Hard Earned  takes an intimate look into the lives of five ordinary American families in the post-recession economy as they struggle to keep up with their financial demands while pursuing their dreams.


Emilia Stancati


Emilia works as a waitress in two different restaurants [Damon Hennessey/Kartemquin]

Emilia Stancati is a 50-year-old who waits tables six days a week in two different restaurants.

Earning a combined salary of $300 a week, it is a far cry from when she worked in the construction industry earning $80,000 a year.

After the 2008 economic crash, construction work dried up forcing Emilia to return to restaurant work, move in with her elderly father and rent out her house.

She constantly looks for better jobs and tries to re-invent herself one more time.

"I'm 50 years old and I'm tired of carrying trays and running and getting up at 4 o'clock in the morning and tired of always depending for my money and how other people feel about me."


DJ and Takita


DJ has joined the 'Fight for 15' campaign [Adam Singer/Kartemquin]

De'Jaun "DJ" Jackson and Takita Akins balance their $10.50 an hour jobs at Walgreens with the busy life of raising two young children in one of the largest cities in the US - Detroit.

Frustrated with his long working hours, DJ has joined the 'Fight for 15' campaign to raise wages for retail and fast food workers.

Takita supports his passion but fears repercussions against him at work for his activism. She knows they cannot afford for one of them to lose a job.

The series follows this young family as they combine idealism, faith, perseverance and laughter to find a better future for themselves and their children.

"I work for a company that's a billion-dollar company and not willing to give money. You make billions but you know, we doing all the leg-work and we haven't seen any of the pay."


Jose and Elizabeth


Army veteran Jose Merino hopes he will soon complete his associates degree [Brett Wiley/Kartemquin]

After years of unemployment following his army service in Iraq, Jose Merino recently found a job as a clerical worker, which he squeezes in around his final semester at a community college.

Living out of his parents' basement, he and his girlfriend - Elizabeth Bonta, cannot afford to stay in Montgomery County, where they were both born and raised.

With the cost of living 30 percent higher than the national average, and the couple burdened by Elizabeth's student loan, the series follows the young family as they navigate the ups and downs of buying a home and familial responsibilities.

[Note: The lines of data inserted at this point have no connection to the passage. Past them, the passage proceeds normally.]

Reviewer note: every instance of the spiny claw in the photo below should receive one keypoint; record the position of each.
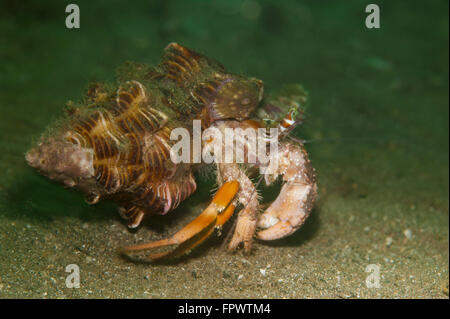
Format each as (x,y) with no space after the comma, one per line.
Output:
(288,212)
(215,215)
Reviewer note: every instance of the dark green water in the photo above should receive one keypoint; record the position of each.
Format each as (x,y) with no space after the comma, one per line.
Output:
(378,121)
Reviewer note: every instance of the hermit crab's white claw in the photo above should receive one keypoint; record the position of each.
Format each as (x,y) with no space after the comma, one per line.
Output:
(288,212)
(296,199)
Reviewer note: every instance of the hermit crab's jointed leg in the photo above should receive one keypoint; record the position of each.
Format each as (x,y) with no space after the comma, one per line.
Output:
(295,201)
(248,197)
(215,215)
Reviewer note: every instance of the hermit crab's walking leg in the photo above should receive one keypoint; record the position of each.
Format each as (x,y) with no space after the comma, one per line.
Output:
(215,215)
(248,197)
(295,201)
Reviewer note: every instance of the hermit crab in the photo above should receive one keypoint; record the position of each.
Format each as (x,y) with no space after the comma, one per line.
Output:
(118,143)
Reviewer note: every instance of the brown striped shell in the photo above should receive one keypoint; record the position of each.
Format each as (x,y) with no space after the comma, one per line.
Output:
(117,144)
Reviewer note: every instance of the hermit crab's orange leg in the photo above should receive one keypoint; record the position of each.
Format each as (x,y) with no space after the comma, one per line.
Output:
(215,215)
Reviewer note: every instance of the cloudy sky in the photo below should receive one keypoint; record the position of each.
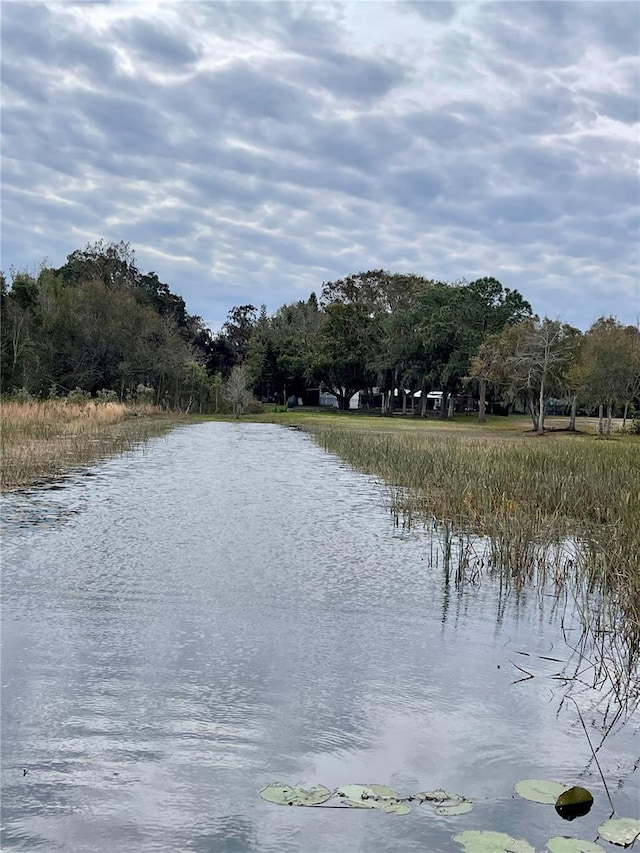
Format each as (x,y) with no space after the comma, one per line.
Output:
(250,151)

"I just want to live the typical American dream. That's why my parents came here. I work, I work, I work. It's like there's no way out."


Hilton and Diana


Hilton and Diana live in a one-bedroom garage in a trailer park [Vicente Franco/Kartemquin]

Hilton Kennedy III works over 80 hours a week between his two jobs: washing dishes at cafe and as a cashier at a busy restaurant.

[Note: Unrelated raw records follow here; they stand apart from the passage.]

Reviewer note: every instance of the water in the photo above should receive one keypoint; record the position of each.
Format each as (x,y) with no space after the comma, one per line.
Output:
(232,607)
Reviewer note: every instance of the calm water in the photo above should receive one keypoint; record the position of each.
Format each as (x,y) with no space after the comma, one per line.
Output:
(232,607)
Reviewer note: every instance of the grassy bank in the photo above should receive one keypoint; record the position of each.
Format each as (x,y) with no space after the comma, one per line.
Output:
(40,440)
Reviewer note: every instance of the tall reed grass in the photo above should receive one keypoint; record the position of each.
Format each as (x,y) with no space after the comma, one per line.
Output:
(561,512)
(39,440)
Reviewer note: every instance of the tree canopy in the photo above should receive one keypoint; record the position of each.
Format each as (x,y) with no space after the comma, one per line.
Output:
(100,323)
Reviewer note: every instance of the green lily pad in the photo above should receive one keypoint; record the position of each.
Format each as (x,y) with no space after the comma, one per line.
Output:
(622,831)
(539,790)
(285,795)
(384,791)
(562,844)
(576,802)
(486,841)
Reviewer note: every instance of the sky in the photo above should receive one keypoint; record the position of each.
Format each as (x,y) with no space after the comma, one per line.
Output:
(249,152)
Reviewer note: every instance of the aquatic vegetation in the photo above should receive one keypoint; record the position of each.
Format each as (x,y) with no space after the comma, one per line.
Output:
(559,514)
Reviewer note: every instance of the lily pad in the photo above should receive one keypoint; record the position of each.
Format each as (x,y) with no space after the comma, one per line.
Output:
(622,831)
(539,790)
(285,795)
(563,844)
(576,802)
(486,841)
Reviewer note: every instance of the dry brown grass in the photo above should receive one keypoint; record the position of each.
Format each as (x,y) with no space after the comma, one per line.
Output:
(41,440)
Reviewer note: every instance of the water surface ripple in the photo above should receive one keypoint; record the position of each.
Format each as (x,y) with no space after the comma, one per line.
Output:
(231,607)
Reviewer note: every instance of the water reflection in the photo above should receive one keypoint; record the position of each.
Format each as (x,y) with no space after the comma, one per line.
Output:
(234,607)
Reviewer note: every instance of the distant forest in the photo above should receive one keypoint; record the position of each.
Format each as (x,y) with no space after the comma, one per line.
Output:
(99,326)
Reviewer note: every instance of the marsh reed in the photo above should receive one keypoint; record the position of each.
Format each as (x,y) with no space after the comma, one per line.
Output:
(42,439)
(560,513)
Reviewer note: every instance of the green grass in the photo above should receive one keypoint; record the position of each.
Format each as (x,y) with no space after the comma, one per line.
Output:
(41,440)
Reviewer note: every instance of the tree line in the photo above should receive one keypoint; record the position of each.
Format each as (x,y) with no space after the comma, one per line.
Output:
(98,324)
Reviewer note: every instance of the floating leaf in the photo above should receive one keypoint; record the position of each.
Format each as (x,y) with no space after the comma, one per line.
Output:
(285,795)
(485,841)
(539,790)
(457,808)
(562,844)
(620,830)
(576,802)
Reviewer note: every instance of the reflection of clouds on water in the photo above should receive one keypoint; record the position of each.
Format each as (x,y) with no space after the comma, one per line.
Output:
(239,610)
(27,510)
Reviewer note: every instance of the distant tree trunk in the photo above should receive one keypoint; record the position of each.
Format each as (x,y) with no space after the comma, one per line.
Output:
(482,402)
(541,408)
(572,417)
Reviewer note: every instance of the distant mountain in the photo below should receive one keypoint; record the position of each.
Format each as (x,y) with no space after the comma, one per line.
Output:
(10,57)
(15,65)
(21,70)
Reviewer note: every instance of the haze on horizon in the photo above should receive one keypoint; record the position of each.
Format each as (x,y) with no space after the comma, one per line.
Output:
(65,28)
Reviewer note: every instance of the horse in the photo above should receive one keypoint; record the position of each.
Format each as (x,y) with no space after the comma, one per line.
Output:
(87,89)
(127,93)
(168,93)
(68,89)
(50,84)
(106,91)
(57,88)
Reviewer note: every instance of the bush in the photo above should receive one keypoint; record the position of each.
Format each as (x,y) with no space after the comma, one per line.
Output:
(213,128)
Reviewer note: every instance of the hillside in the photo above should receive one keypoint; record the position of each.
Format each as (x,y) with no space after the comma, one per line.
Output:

He lives in a one-bedroom garage in a trailer park with no heating or running water along with his girlfriend, Diana Gonzalez, who is pregnant with twins.

Hilton and Diana are among the Silicon Valley service workers, many of them immigrants, that provide food, cleaning, and security for the region's booming technology economy, but find it difficult to afford living in the area themselves.

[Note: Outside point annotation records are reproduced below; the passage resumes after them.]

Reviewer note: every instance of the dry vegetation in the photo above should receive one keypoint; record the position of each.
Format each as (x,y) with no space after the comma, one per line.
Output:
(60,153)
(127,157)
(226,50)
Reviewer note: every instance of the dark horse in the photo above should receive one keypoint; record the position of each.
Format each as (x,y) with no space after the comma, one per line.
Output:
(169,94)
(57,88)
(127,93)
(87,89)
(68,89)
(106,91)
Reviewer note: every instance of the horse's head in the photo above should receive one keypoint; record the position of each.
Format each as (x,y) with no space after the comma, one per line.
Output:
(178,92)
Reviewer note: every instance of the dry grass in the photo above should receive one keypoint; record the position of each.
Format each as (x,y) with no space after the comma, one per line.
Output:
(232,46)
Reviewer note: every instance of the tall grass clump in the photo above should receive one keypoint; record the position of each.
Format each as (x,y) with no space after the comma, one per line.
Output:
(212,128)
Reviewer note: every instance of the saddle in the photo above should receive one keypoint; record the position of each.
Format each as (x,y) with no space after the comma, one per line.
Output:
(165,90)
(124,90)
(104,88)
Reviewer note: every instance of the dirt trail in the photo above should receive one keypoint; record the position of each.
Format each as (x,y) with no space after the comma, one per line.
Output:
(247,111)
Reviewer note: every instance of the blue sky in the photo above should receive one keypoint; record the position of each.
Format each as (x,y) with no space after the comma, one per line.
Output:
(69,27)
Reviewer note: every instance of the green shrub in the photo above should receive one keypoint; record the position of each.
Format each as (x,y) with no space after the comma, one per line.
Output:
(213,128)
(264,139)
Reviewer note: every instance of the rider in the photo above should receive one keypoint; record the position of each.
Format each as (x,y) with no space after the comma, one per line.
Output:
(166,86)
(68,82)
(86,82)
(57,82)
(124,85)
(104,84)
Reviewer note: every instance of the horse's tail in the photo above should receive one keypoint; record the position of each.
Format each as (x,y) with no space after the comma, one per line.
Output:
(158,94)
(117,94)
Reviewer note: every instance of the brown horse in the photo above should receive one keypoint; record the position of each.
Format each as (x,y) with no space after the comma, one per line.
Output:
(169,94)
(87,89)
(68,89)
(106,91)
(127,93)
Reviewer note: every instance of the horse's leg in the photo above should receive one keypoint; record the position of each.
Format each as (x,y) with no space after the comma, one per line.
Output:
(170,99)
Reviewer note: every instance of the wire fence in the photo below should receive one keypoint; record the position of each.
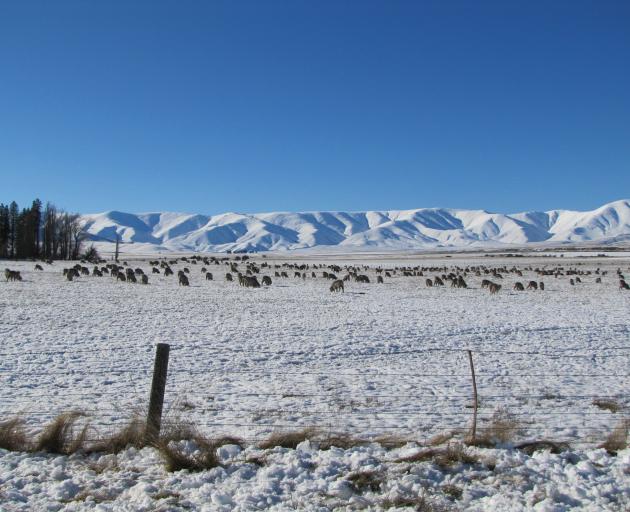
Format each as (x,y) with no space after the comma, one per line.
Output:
(356,392)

The series follows the couple as they navigate the challenges of life in a new country, a personal tragedy, and the changing shape of their own American dream.


Percy and Beverly


Percy and Beverly work low-wage jobs to keep up with their mounting bills [Brad Lichtenstein/Kartemquin]

Percy and Beverly Evans have lived and worked their whole lives in Milwaukee, once a major centre of Midwest manufacturing, but now a city struggling to find its place in the new economy.

Despite reaching retirement age, Percy works night shifts as a janitor, earning $8 an hour.

Bev, a 65-year-old case manager, earns much less than in her previous position.

They recently filed for bankruptcy to stave off the possibility of foreclosure, and their reluctance to ask for help has prevented them from fully disclosing their financial situation to their children.

The series follows Percy and Bev as they struggle to hold onto their house, contend with health issues and plan for a retirement that looks much different from what they had anticipated.

"We worked all this time and we hoped to retire with some kind of benefits, some kind of respect. We don't get any respect; we're swept under the carpet."